Birth control pills shut down a woman’s natural hormonal production and replace it with the synthetic hormones contained in the birth control pill. While on birth control pills, ovulation does not occur despite monthly bleeding and pregnancy is prevented. Bleeding on the pill occurs not because the body is seeing the rise and fall of normal estrogen and progesterone with ovulation as nature intended, but because the precise timing of synthetic hormones is provided to mimic a natural cycle.
Many women find that when they come off the pill, they are in the same position as when they started, with heavy, irregular cycles. Further, they discover that the same issues that contribute to menstrual irregularity may contribute to difficulty conceiving. Because there is no way to predict when cycles and ovulation will return to a normal pattern after discontinuation of the pill, it is best to use temperature and cervical fluid analysis to determine when fertility has returned.
Pregnancy & Breastfeeding
When the baby suckles, it triggers the release of prolactin, a hormone that blocks follicle-stimulating hormone (FSH) and luteinizing hormone (LH), hormones essential for ovulation. Breastfeeding women may not experience ovulation for over a year. Moreover, prolactin also causes low estrogen levels which suppress the production of fertile cervical fluid.
Getting sick during a cycle may or may not affect ovulation. This will often depend on what part of your cycle you’re in when you fall ill, and how serious the illness is.
Travel is infamous for disrupting menstrual cycles. Your body can interpret that beach vacation you’ve been planning for weeks as stress because of shifts in time zone, weather, places, etc, Many women experience very long cycles when traveling while others stop getting periods altogether.

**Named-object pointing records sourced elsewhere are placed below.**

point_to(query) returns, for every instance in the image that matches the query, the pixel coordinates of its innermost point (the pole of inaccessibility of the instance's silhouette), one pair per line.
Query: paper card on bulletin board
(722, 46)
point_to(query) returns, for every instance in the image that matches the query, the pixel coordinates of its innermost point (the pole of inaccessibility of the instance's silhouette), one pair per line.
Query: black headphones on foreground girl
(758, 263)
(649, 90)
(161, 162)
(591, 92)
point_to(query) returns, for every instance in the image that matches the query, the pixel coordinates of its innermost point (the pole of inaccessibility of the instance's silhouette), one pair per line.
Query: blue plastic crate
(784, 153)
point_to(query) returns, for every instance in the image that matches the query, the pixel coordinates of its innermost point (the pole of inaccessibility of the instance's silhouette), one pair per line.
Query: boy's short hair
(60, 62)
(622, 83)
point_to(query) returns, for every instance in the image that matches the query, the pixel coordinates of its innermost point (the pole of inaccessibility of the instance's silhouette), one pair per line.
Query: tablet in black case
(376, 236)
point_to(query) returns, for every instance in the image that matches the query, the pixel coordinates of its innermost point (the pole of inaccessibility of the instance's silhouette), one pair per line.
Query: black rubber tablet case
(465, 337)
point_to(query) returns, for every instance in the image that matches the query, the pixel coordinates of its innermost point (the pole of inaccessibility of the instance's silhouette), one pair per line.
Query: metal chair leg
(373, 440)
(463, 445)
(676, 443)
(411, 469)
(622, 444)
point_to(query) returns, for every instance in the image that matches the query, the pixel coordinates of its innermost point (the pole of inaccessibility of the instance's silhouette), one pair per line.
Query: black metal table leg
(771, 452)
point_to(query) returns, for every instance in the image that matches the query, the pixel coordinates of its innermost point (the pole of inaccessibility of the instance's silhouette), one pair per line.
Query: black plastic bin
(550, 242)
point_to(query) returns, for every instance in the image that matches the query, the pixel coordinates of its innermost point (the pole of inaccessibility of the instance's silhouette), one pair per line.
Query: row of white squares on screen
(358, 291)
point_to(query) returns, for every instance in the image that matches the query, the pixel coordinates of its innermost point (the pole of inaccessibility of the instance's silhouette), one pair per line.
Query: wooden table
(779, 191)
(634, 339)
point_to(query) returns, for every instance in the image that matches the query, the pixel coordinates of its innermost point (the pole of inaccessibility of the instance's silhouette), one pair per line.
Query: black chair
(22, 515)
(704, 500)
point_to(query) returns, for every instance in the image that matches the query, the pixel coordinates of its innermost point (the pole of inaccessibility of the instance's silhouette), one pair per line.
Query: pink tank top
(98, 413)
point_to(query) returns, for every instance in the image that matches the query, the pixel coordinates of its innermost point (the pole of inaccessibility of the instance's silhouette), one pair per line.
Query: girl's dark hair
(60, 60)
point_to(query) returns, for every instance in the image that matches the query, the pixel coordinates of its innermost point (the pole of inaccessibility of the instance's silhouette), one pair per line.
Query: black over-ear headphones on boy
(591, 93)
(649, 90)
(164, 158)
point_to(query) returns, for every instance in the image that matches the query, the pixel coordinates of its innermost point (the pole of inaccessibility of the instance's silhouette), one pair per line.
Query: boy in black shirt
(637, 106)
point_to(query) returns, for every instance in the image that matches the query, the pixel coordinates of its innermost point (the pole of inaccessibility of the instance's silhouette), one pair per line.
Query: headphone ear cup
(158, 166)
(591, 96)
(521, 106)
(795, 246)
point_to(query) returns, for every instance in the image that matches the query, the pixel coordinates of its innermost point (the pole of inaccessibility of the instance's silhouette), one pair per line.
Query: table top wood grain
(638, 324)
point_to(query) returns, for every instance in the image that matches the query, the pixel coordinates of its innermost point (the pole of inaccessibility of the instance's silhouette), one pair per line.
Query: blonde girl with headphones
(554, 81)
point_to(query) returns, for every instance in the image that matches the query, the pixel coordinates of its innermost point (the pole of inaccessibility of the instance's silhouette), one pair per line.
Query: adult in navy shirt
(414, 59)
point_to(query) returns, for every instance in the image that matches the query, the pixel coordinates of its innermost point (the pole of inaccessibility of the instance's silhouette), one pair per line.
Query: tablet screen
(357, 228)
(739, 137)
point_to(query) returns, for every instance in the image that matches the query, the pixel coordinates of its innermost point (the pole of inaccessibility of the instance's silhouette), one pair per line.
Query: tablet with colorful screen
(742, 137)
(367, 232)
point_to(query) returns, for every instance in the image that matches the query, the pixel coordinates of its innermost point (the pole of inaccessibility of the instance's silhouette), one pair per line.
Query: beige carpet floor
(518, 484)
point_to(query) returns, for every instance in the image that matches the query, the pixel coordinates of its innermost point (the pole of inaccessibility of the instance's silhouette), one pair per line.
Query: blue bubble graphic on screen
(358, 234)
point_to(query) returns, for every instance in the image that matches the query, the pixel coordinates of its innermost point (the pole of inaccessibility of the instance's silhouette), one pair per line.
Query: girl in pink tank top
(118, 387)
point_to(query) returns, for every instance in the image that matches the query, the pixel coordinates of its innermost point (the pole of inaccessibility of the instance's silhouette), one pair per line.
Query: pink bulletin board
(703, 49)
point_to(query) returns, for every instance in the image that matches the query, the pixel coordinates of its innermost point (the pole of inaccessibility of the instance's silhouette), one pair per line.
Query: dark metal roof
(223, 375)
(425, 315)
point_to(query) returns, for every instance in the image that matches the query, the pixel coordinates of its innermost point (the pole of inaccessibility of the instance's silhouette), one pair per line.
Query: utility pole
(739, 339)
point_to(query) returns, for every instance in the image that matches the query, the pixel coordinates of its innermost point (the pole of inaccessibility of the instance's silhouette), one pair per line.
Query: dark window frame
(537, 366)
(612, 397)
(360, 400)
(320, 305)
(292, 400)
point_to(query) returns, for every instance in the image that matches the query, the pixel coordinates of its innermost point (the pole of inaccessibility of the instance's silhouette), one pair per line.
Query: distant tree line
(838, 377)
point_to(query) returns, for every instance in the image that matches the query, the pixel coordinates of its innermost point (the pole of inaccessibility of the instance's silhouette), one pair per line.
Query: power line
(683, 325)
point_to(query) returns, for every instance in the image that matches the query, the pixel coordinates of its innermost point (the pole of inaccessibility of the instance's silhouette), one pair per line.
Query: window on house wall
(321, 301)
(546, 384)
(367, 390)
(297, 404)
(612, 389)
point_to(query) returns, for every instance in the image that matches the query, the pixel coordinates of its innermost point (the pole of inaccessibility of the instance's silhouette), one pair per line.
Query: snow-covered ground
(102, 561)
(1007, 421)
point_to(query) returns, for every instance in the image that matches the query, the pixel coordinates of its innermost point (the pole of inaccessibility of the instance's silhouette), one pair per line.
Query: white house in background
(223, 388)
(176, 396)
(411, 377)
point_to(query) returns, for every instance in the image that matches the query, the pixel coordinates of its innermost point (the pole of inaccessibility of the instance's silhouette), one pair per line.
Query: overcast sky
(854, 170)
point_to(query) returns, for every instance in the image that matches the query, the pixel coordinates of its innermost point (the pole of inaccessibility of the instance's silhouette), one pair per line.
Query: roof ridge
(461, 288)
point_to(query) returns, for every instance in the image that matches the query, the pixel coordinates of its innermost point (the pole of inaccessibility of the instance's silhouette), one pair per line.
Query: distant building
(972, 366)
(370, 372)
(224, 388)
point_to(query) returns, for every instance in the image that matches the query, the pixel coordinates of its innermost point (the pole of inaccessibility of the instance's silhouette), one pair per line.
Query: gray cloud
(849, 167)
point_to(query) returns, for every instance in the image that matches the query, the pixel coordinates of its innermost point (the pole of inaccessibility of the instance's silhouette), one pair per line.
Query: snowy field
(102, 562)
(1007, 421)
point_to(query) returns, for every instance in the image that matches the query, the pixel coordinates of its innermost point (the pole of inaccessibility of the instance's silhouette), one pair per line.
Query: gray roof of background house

Physical activity is an important part of maintaining health and wellbeing for all women. Interestingly, excessive exercise can interfere with pregnancy. Think professional athletes with intense training schedules, strict diets, low body fat percentages – they often have irregular cycles because this amount of exercise puts the body under physical and emotional stress, which the body interprets as not an ideal time to get pregnant. When the body sees exercise as stress vs health promoting it typically deals with it by delaying or preventing ovulation and/or shortening the luteal phase of a woman’s cycle. If you have been a long term exerciser, check with your physician regarding the amount and frequency of your exercise regimen. Continuing a long term healthy exercise regimen while trying to get pregnant and during pregnancy is normally fine. If you are just starting an exercise program while trying to get pregnant, go slow with gentle walking or yoga until your fitness level improves.
The average woman’s body feels comfortable with about 22% body fat in order to maintain regular ovulatory cycles. Too thin? Your body may not produce the hormones necessary to ovulate or menstruate all together. Too heavy? Your body may be estrogen dominant which interferes with the body’s natural hormonal feedback system and ability to conceive. When asked, “What is the ideal weight for me to get pregnant?” My answer is that it’s best to follow the Goldilocks principle. You can’t be too hot, or too cold, you need to be just right. In general, a woman should have a body fat percentage that ranges anywhere from the low to mid 20’s for her to be at her ideal weight for conception. And while this is an ideal, women below or above these body fat percentages may get pregnant and deliver healthy babies.
Have we mentioned stress yet? Stress can delay ovulation, prevent ovulation or decrease the quality of fertility quality cervical fluid all affecting fertility. However, stress is an inevitable part of life. Fortunately- our bodies are designed to deal with stress and still allow us to be healthy and fertile. If this was not the case, no woman would get pregnant and the human race would cease to exist. Stress tends to have little effect on women if it is counterbalanced with calm or relaxation. Stress reduction programs will look different for each woman and can include practices like yoga and meditation or common everyday things which bring us back into balance like walking the dog, reading a book or enjoying nature.